Antik Çin Hikâyeleri: “Kalp Tıpkı Bir Tapınak Gibidir”
Antik Çin Hikâyeleri: “Kalp Tıpkı Bir Tapınak Gibidir”
Daha önce bir imparator, başkent Pekin’de tarihi bir tapınağı tamir ettirmek istemiş ve yüksek seviyelerde tasarım uzmanlarını bulup o tapınağın muhteşem bir şekilde tamir edilebileceğini ummuş. Kısa bir süre sonra, iki grup tamirci bulunmuş: birince grupta başkentteki ünlü inşaat ustaları ve ressamlar varken, ikinci grupta sadece uygulama yapan birkaç keşiş varmış.

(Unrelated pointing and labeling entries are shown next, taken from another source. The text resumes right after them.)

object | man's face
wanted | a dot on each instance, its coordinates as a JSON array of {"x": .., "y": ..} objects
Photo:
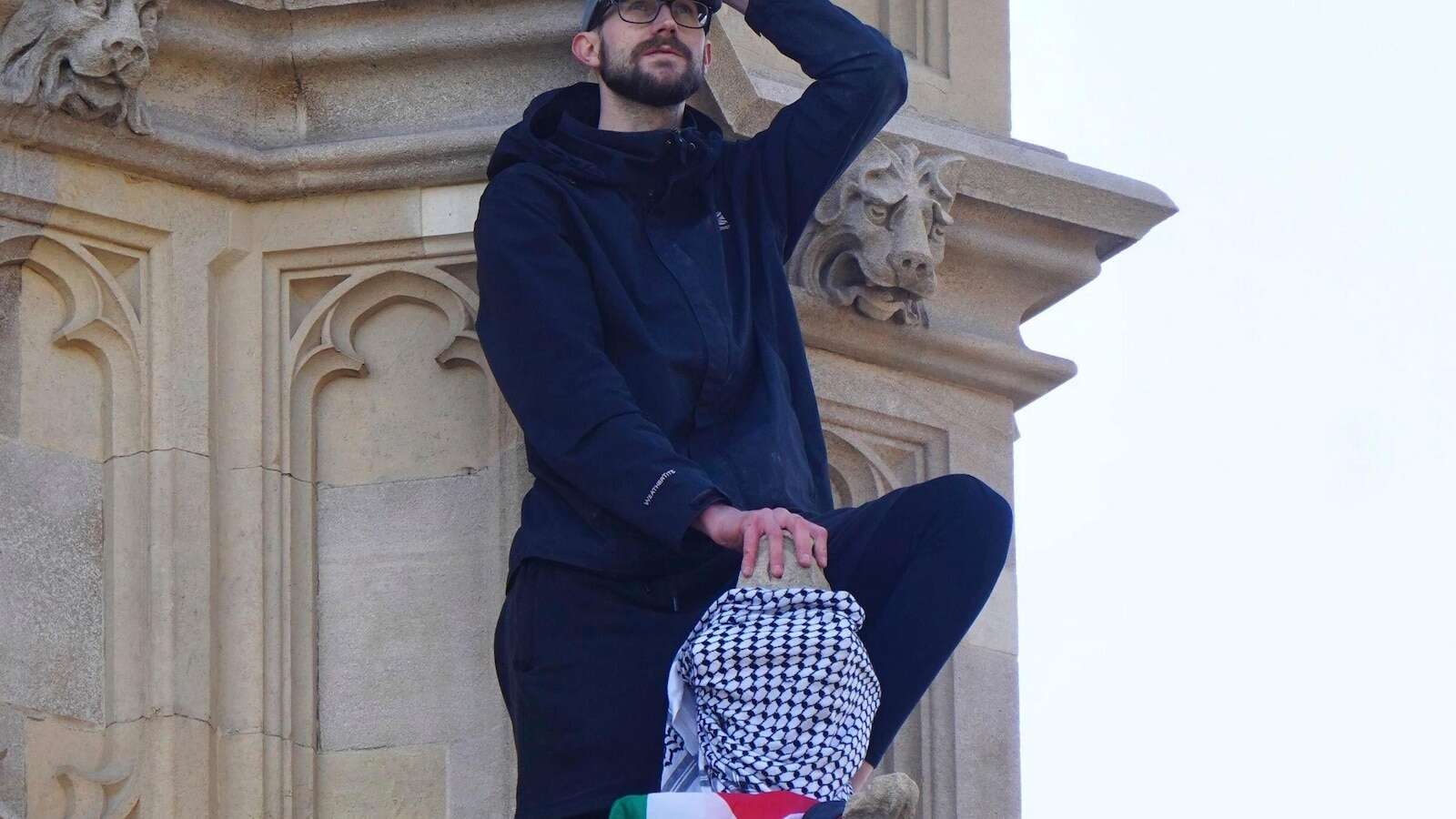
[{"x": 659, "y": 63}]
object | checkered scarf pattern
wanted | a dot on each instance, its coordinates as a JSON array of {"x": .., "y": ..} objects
[{"x": 771, "y": 691}]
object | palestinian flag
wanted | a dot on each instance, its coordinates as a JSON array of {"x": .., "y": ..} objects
[{"x": 775, "y": 804}]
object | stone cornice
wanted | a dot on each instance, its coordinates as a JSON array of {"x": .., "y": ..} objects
[{"x": 271, "y": 99}]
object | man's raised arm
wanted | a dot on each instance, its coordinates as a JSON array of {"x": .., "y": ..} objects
[
  {"x": 541, "y": 329},
  {"x": 859, "y": 82}
]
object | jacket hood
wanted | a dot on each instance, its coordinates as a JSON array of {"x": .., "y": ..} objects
[{"x": 558, "y": 131}]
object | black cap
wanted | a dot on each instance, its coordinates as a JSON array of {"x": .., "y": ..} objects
[{"x": 592, "y": 7}]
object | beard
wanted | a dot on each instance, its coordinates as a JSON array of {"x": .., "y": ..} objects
[{"x": 641, "y": 85}]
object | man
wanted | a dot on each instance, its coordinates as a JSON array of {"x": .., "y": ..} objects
[{"x": 638, "y": 321}]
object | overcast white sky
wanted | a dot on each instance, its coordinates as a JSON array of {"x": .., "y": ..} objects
[{"x": 1235, "y": 525}]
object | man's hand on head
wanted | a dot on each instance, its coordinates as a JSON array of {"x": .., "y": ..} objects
[{"x": 740, "y": 531}]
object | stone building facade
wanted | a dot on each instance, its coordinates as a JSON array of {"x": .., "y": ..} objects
[{"x": 247, "y": 431}]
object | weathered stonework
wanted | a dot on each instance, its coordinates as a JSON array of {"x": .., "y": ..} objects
[
  {"x": 878, "y": 234},
  {"x": 84, "y": 57},
  {"x": 255, "y": 479}
]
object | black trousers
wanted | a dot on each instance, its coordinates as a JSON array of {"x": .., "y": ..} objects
[{"x": 582, "y": 658}]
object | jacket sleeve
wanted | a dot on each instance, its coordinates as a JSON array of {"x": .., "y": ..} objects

İmparator, hangi grubun daha becerikli olduğuna karar veremediğinden, onlara eşit bir fırsat vermek istemiş ve karşı karşıya bulunan yaklaşık birbirine benzer iki küçük tapınağı seçip gruplara birer tane vererek, onları tamir edip üç gün içinde işlerini bitirmeleri gerektiği talimatını vermiş.
Birinci gruptaki inşaat ustaları ve ressamlar yüzlerce çeşit boya ve bir sürü alet isterlerken, ikinci gruptaki keşişler sadece su bidonları ve temizlik yapmak için kullanılan bezlerden istemişler. İmparator bunu çok garip bulmuş.
Üç gün sonra zamanları dolmuş ve imparator kontrol etmek için gelmiş.
İmparator ilk olarak birinci grubun tamir ettiği tapınağa bakmış. Büyük miktarda boya kullanılıp çok harika el işçiliği ile bütün tapınak rengârenk ve çok güzel olmuş. İmparator başını sallayarak çok memnun kalmış.
Ardından, dönüp keşişlerin tamir ettiği tapınağa gelmiş ve baktığında şaşkınlıktan donakalmış, çünkü keşişler hiç bir boya kullanmayarak, sadece ve sadece tapınağın içindeki bütün duvarları, masaları ve sandalyeleri en ufak yerlerine kadar temizlemişler.
Tapınak içindeki bütün eşyaların kendilerine ait asıl renkleri ortaya çıkmış. Tapınağın her yeri ayna gibi parlıyor, dışarıdan gelen tüm renkler daha da kusursuz bir şekilde yansıyormuş: gökteki değişik bulutlar, rüzgârla hareket eden ağaçların gölgeleri, hatta karşıdaki rengârenk tapınak bile, bu tapınağın güzel renginin bir parçası olmuş. Sanki bu dünyadaki tüm güzel şeyler sadece bu sakin ve sessiz tapınağın güzelliğini ortaya çıkarmak için var olmakta gibiymiş.
İmparator, bu görkemli tapınaktan derinden etkilenmiş ve hiç tereddüt etmeden keşişlerin kazandığına karar vermiş.
Kalbimiz tıpkı bir tapınak gibi, çeşitli metot ve mükemmel dekorlar ile süsleme gereği yok. Yapmamız gereken tek şey, sadece onun asıl ve saf iç dünyasını kusursuz bir şekilde ortaya çıkarmaktır.